De cette analyse, le prince dont Nicolas de Cues, dans sa vision fictionnelle, cite les paroles, passe à une prière, qui constitue comme l’acmé de cette ouverture de La paix de la foi, et qui manifeste toute l’originalité du Cusain. Je la cite en entier, car elle marque à la fois la vigueur singulière de la pensée de Nicolas de Cues, qui rompt avec la tradition polémique du Moyen Âge, et la distance de sa pensée d’avec celle d’un Locke ou d’un Voltaire.

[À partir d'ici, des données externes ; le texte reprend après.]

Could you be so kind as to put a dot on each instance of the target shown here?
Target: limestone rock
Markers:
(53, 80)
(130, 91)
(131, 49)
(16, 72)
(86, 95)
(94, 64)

Viens donc à notre secours, toi seul le peux ! C’est pour Toi en effet, toi seul que les hommes vénèrent, quelle que soit la forme de leur adoration, que se produit cette rivalité. Car en tout ce que chacun semble désirer, il ne désire rien d’autre que le Bien que tu es ; dans toute ses démarches intellectuelles, il ne cherche rien d’autre que la vérité que tu es. […] Toi, donc, qui donnes la vie et l’être : tu es celui que l’on voit chercher de différentes façons, selon des rites différents et que l’on nomme de différents noms, car dans ton être véritable tu demeures, pour nous, inconnu et ineffable. Toi, tu es la puissance infinie, tu n’es cependant rien de ce que tu as créé et la créature ne peut se faire une idée de ton infinité, car il n’y a aucune proportion du fini à l’infini. Mais Toi, Dieu Tout-Puissant, invisible à toute intelligence, tu peux te rendre visible à qui tu veux, de façon à pouvoir être compris. Ne te cache donc pas plus longtemps, o Seigneur ! Sois clément ! […]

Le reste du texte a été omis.